No one, that is, except for the Saudi deputy crown prince Muhammad bin Salman. Saudi Arabia’s state-owned oil company Saudi Aramco is gearing up for an initial public offering next year, selling off 5 percent of the firm. But expectations for how much money that is going to raise vary widely, stemming from disagreements over just how much Saudi Aramco is worth. Bin Salman pegs that valuation at $2 trillion—which, if true, would make the company the most valuable on the planet—while other officials and analysts estimate the company to be worth anywhere between $500 billion and $1.5 trillion.
Part of the trouble with this valuation stems from the fact that so few people understand the inner workings of the company, and little of that information is made public. As a result, there’s a huge amount of uncertainty going into next year’s IPO. To top that off, the price of crude has a tremendous effect on the company’s revenue, which makes oil market volatility yet another unknown in this equation. Finally, as the WSJ reports, a decision by Riyadh earlier this year to lower Saudi Aramco’s tax rate may have tripled the company’s value:
The Saudi government last month said it is reducing Aramco’s tax rate to 50% from 85%, bringing its tax rate closer to the level of the world’s biggest oil companies such as Exxon Mobil and Royal Dutch Shell.
That move would result in higher dividends for potential shareholders, and it brought Aramco’s internal value estimates to $1.3 trillion to $1.5 trillion from about half a trillion dollars, say people involved in the process.
$1.5 trillion is a lot of money, but even after accounting for those tax cuts and oil price uncertainty, it’s hard to see how bin Salman got his nice, round $2 trillion figure.

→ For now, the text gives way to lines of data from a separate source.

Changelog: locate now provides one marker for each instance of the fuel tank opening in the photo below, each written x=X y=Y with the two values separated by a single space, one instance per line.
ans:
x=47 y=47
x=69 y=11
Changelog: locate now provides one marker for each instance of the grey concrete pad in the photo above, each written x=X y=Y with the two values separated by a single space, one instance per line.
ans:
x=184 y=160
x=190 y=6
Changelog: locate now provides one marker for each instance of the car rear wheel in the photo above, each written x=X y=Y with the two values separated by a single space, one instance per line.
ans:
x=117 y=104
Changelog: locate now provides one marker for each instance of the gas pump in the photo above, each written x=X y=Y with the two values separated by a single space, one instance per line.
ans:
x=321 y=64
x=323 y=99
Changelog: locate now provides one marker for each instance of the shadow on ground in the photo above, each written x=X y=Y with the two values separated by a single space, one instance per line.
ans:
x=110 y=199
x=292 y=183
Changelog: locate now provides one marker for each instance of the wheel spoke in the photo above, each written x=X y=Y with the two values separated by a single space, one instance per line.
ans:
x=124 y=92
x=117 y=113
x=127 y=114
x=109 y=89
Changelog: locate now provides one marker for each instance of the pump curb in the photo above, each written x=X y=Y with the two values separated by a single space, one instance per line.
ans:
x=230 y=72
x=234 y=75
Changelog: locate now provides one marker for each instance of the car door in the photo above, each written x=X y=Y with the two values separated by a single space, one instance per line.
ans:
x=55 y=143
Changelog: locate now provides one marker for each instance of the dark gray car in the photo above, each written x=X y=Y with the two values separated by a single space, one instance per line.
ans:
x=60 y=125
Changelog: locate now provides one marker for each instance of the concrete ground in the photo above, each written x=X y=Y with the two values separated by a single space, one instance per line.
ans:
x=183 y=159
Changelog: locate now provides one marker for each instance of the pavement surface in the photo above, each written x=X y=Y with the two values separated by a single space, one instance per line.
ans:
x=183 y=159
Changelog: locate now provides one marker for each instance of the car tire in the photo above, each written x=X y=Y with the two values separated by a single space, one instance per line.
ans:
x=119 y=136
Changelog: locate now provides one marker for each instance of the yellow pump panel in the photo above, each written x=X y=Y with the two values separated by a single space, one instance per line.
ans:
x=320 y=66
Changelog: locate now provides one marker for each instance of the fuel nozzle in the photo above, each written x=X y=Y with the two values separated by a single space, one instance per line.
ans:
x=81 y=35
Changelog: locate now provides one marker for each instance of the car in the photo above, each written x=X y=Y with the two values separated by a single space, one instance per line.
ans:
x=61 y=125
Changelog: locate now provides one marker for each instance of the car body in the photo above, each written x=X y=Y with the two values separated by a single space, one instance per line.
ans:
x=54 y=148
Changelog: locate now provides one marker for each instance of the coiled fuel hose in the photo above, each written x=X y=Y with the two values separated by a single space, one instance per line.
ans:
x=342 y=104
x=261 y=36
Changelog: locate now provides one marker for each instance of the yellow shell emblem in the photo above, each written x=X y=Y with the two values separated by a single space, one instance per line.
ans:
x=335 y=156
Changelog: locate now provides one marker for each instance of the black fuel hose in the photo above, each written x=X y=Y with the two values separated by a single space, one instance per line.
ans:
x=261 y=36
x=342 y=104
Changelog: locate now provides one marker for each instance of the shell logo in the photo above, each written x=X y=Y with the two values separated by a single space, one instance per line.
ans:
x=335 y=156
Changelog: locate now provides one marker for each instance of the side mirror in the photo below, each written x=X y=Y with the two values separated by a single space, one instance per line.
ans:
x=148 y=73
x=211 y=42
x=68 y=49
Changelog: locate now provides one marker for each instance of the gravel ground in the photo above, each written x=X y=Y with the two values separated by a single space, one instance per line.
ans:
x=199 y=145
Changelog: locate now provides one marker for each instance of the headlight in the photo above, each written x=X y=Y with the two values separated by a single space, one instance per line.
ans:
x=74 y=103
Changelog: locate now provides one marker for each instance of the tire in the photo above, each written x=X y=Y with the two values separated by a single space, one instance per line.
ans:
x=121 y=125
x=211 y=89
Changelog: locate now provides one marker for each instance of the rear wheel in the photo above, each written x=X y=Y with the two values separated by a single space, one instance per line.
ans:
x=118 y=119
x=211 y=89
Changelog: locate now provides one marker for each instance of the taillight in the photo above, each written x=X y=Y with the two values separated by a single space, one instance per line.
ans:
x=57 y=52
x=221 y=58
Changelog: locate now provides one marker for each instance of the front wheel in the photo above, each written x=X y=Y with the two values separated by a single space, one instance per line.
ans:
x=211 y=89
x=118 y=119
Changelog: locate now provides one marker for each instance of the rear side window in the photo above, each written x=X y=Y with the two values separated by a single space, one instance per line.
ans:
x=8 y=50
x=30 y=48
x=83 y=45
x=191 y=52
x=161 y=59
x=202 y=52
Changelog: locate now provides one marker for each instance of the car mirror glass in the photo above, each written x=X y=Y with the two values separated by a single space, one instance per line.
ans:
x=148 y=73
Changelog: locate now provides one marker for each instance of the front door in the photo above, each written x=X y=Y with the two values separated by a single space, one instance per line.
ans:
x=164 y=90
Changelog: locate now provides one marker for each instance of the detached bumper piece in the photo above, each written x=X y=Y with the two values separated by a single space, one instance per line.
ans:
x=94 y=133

We noted last week that China was putting together a consortium bid to become a cornerstone investor in Saudi Aramco, a move which marked the latest example of Beijing casting a wide net across the planet to secure new supplies of oil imports. There is clearly appetite for investment in Saudi Aramco, but just how much these shares are going to cost—and how much their sale will raise for Riyadh—still remains very much in doubt. We’ll be watching.